I really don’t have a problem with any genre, or what genres people associate with my music. I do think it’s up to the listener. A lot of music fans won’t touch a record if it’s deemed by critics as “power pop” or (vice versa) “pop punk,” which for me is more matter of small-mindedness than anything else. A good song is a good song.
What are you listening to these days?
Lately I’ve been getting back into my love for early Ska and rocksteady music. Reggae too. The latest record from The Strokes is really great. Also the latest from the Italian glam rock band Faz Waltz. I really dug the new tune from The Rolling Stones, “Living In a Ghost Town.” It definitely hit the spot considering that for over two months I was living in a real ghost town — Madrid — due to COVID-19. Been listening to a lot of Serge Gainsbourg, and even some early 90’s techno music from Detroit. A mix of everything. I also like the latest stuff Billie Joe Armstrong has been doing with his cover songs, and the last Green Day record is really great.

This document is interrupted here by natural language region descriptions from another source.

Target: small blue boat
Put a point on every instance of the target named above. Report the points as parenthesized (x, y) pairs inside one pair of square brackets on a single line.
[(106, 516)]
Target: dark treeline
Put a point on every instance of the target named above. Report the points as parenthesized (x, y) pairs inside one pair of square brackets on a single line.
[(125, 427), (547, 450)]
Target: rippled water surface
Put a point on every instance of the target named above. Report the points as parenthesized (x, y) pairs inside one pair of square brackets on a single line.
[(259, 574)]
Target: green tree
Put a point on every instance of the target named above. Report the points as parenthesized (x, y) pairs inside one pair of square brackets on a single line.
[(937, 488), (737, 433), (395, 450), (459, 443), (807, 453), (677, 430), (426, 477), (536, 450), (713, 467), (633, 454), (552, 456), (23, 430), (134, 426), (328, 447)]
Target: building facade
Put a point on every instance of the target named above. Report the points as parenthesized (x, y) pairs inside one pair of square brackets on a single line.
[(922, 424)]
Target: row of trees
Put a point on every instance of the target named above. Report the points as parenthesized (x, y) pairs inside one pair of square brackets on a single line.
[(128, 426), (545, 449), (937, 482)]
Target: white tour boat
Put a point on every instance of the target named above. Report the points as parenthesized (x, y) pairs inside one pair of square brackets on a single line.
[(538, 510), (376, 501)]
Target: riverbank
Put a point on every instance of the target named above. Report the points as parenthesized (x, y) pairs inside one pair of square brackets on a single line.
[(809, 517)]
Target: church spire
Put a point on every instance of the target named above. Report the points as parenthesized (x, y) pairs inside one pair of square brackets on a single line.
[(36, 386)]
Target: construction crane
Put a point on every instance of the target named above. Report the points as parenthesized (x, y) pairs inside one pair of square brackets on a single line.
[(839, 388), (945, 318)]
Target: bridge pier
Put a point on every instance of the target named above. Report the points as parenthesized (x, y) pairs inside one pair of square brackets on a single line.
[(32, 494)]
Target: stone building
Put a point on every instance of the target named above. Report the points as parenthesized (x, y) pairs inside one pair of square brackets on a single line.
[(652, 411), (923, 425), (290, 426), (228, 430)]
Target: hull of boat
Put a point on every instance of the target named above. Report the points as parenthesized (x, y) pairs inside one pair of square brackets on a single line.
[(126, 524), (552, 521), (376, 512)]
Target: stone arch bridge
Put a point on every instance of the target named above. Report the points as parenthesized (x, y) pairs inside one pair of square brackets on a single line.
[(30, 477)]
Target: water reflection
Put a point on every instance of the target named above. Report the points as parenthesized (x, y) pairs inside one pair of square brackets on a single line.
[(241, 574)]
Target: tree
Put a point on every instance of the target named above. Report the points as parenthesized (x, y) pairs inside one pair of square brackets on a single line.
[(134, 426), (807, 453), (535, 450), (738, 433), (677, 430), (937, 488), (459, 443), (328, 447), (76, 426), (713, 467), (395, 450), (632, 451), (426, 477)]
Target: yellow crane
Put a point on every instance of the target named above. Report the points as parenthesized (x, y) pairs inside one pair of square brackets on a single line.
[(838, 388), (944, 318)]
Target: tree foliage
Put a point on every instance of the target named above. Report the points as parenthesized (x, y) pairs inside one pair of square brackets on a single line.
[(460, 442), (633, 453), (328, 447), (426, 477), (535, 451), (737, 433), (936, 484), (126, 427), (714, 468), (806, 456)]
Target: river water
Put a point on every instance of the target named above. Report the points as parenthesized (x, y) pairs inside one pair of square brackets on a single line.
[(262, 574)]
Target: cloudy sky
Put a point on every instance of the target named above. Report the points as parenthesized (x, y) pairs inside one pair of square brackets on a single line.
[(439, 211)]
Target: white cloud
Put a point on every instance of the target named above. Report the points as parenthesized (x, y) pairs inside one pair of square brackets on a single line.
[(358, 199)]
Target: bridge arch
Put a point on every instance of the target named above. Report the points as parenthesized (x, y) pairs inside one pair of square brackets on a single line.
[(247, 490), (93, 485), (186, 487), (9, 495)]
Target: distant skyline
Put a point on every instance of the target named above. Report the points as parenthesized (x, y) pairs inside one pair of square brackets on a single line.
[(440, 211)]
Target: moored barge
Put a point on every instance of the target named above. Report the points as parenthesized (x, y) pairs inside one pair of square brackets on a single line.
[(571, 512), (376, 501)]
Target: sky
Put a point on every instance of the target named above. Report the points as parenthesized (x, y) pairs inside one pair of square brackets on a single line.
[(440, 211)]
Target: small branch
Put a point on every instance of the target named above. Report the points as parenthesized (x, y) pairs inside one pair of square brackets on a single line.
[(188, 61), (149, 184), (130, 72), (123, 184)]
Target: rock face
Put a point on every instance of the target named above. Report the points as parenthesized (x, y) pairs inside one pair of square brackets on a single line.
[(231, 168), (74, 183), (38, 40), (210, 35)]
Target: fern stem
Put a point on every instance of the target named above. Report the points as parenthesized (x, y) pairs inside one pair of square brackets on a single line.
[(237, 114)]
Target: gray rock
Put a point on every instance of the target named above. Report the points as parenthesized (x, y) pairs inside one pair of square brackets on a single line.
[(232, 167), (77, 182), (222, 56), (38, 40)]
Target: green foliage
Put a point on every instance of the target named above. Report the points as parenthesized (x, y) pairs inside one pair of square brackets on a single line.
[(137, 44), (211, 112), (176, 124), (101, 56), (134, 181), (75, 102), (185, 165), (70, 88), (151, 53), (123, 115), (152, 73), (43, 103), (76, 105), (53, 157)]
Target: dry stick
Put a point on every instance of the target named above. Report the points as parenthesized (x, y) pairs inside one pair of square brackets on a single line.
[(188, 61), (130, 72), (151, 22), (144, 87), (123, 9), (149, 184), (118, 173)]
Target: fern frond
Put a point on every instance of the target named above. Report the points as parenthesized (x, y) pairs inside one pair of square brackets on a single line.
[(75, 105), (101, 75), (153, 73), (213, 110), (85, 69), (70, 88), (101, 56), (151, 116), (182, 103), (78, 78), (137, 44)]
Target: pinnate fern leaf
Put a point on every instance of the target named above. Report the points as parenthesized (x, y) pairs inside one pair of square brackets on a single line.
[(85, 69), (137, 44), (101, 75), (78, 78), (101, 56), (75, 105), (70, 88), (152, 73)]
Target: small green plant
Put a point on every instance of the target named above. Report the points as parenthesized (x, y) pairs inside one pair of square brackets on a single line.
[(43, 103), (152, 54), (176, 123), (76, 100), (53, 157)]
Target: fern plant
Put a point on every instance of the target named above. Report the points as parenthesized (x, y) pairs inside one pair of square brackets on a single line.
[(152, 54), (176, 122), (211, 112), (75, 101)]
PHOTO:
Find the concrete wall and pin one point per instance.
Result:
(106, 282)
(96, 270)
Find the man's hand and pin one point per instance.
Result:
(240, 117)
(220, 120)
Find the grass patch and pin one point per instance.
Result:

What music are you working on right now?
I just finished up a brand new record that will be out on Wicked Cool Records this fall. It’s called After Party, and it’s 12 new songs that I co-wrote with my friend Wyatt Funderburk, who also produced the record. We also got the guys from the band that I had back in the States before moving to Spain on the record. So it’s a reunion album of sorts. Kris Rodgers is back on the keys and backing vocals, Geoff from The Connection on guitar, and Craig Sala on drums. After two records with The Kurt Baker Combo, I wanted to change things up, and I was itching to get back to work with my old mates and create something akin to the records we did like Brand New Beat and Play It Cool.
In my opinion, this record tops anything I’ve done previously and I’m very very excited to release it, and—when things are safe again—to tour, play shows, and bring these new tunes to the people. So, since we started writing and recording the record last fall, I’ve been consumed with that, but now the record is being mastered. During the quarantine, I’ve been doing some writing for other groups, and that’s something I’d like to explore more. I love writing songs and making demos, and it’s not only an honor to work with other groups, but it’s a lot of fun to collaborate. If anybody has a case of writer’s block and would like some help, give me a call and we’ll make a fun tune.